Born in 1935 in Kilrush, Co. Clare, Michael’s first forays into music were as a member of his local pipe band playing the tin whistle. However, he would go on to add the flute, concertina and old-style step dancing to his résumé. Having finished in school Michael travelled to England to work briefly. It was here that Michael bought his flute and concertina. The flute, which cost less than a week’s wages, is the instrument that Michael still plays to this day. Michael returned home to Co. Clare with the instruments where his mother took the concertina from him and played two tunes, one of which was “The Rocky Road to Dublin”. Up to this point Michael had never known that she had any music at all.
Michael then moved to Dublin in the 50’s to study as an engineer in UCD. It was here that he would begin to attend the Thomas Street Piper’s Club as well as the Church Street Club where he remembers sessions with John Kelly among others. It was at these clubs that Michael would meet musicians such as John Brennan, John Egan and Des O’Connor, as well as Seán Potts and Paddy Maloney who along with Michael would later become some of the founding members of The Chieftains.

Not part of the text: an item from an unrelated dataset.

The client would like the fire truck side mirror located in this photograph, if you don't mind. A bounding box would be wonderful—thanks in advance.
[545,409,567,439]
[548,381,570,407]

Above is a video of Michael and myself in Michael’s home in Churchtown Co. Dublin, where he has lived for most of his life. Here we play two reels that Michael associates with musicians he met during his youth in Kilrush and the neighbouring areas. Michael is related to the renowned concertina player Mrs. Crotty through his mother’s side of the family. This first reel is commonly referred to as “Dan Breen’s”. However, as Michael pointed out to me, it is often attributed to the wrong Dan Breen. Rather than the Irish Volunteer who was involved in the raid at Soloheadbeg Co. Tipperary, the tune in fact refers to a fiddle player Dan Breen from whom Michael learned the tune in the home of Mrs. Crotty.
Dan Breen, who was originally from Cooraclare, but who lived in Kilrush when Michael knew him, was a man who Michael recalls had no work at all but who had a large collection of local knowledge and folklore. Michael recalled that he didn’t own a fiddle of his own, but instead pulled a fiddle down from the rafters of Mrs. Crotty’s home and played this tune for Michael. Interestingly Michael also noted that Mrs. Crotty would regularly mention a musician named “The Schooner” Breen. “The Schooner” was a blind fiddle player from Kilmacduane who reputedly taught Mrs. Crotty’s mother, and who may have been a relative of the aforementioned Dan Breen.
Michael later recorded this reel on a radio programme, which he said filled Breen with huge pride, hearing his name read out on national radio. The second tune in this set, which is titled “Pigtown”, came to Michael from another musical neighbour, Georgie Brew, from nearby Breaffa.